- A local business reported that a male employee was seen on camera suspiciously slipping large-denomination bills, determined to be his own money, into a female co-workers lunch box. Officers concluded that no crime had been committed.
- Officers responded to a location where suspicious persons were seen crossing through residents' back yards. Police found a couple nearby picking blackberries.
- A man contacted police to report that shoe sizes in his apartment were being switched, new food being replaced with spoiled food, and that he struggled with occasional digestive issues. He then declined police service with the confidence that divine authority would soon take care of the responsible parties.
- Officers extinguished a small grease fire at a local restaurant.

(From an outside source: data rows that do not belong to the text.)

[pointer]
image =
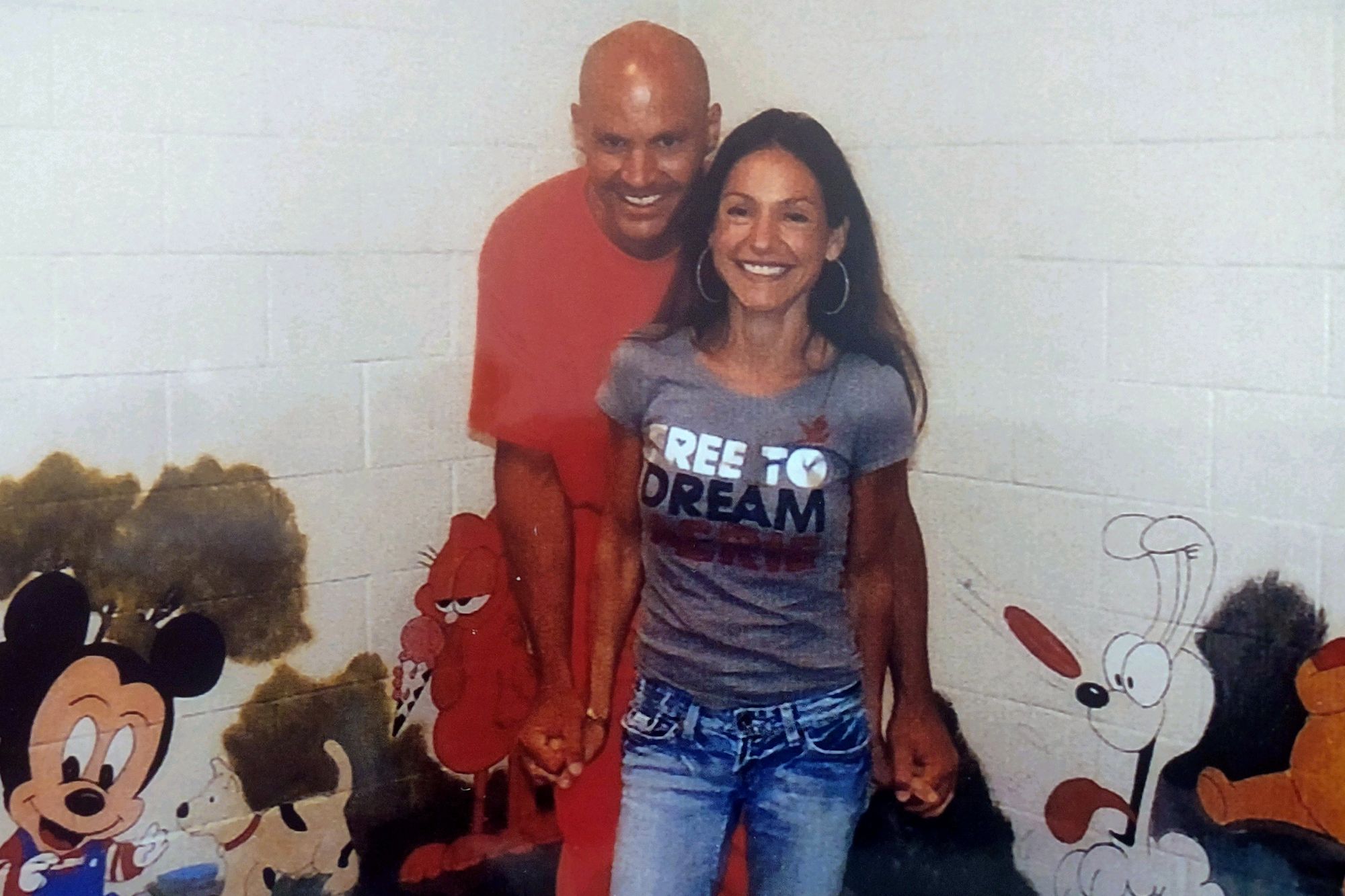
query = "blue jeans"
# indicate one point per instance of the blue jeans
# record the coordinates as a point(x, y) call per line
point(797, 774)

- A noticeably intoxicated man requested a night-shift officer to serve an eviction notice to his sleeping roommate. The officer explained the proper eviction process, further suggesting that the man wait until he was sober before contacting the court during normal business hours.
- An officer assisted two distressed women who had vacated their vehicle on the side of the road after a large, eight-legged invader had emerged from one of the car's vents. The officer performed an extensive search of the vehicle and terminated the spider.

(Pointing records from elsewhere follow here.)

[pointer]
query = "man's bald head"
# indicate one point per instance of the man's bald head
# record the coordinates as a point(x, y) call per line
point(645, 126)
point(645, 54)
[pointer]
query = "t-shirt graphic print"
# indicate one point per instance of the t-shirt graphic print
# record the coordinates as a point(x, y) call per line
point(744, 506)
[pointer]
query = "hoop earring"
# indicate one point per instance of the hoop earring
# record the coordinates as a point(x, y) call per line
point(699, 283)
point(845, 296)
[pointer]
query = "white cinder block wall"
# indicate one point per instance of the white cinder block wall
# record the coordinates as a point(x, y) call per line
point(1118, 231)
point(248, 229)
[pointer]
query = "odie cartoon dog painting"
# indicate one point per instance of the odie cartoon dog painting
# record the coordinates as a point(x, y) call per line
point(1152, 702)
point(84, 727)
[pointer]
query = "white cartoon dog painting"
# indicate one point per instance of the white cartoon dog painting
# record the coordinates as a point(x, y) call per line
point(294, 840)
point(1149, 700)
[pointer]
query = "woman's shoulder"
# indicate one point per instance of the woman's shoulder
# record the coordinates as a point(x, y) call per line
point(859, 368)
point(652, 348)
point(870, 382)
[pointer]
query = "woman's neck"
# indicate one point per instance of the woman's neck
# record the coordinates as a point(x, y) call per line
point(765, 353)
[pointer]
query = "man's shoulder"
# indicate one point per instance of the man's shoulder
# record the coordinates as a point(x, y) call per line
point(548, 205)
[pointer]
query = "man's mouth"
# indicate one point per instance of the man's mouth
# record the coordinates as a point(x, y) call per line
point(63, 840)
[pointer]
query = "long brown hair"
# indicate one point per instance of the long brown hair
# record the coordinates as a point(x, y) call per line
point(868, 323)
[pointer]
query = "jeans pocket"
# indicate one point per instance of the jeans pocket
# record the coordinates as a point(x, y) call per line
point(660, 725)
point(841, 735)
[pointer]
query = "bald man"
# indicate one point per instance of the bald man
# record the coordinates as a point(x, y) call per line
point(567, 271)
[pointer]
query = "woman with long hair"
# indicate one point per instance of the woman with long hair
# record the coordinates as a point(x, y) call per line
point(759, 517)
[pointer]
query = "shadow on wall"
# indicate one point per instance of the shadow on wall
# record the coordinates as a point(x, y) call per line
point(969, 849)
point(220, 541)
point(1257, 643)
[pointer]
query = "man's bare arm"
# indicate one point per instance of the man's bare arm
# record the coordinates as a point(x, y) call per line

- Police responded to a store where a man allegedly stole a cake and other items from the deli. Officers located a man nearby with a fully cooked rotisserie chicken tucked under his arm and a mouth full of pizza. He was arrested.

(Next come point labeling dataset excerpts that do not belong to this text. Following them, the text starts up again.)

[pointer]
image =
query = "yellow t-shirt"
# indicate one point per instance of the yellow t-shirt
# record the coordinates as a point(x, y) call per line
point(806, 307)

- A dissatisfied customer reported that a local nail salon was making her wait to have her nails redone after she was unhappy with the first job.
- A man called police to resolve a dispute about the care of his elderly father.
- A caller reported that a group of juveniles was destroying property and tearing down a fence. Officers located three teens who were just trying to get a missing basketball.
- Police escorted a rogue opossum from a residence safely back to nature.
- Police were called after several bones were found near a local fishing hole. The medical examiner identified the bones as animal remains.
- Officers contacted a man seen acting suspiciously near a convenience store. After he identified himself as the creator of galaxies and destroyer of worlds, he was asked not to return to the location. He moved along without incident.
- A concerned citizen stopped by the FGPD booth at First Wednesday Forest Grove Farmers Market to report a strange odor surrounding an ATM in town. Officers determined the offensive smell originated from several full garbage cans that were out in the hot sun.
- A woman reported that she received a call about a fabulous prize that she could claim if she sent in a several-hundred-dollar deposit. Police remind citizens that prizes that require payments to claim are usually scams.
- Officers contacted a man seen emptying a case of water behind a local store. The individual, unlike previous such incidents (July 24 Log Entry), was able to prove that he had indeed purchased the case of water for the purpose of emptying the bottles to collect the deposit.
- A woman called police to report she had found a mysterious feather on her floor.
- Officers arrested a man after he broke out all of the windows of his mother's house.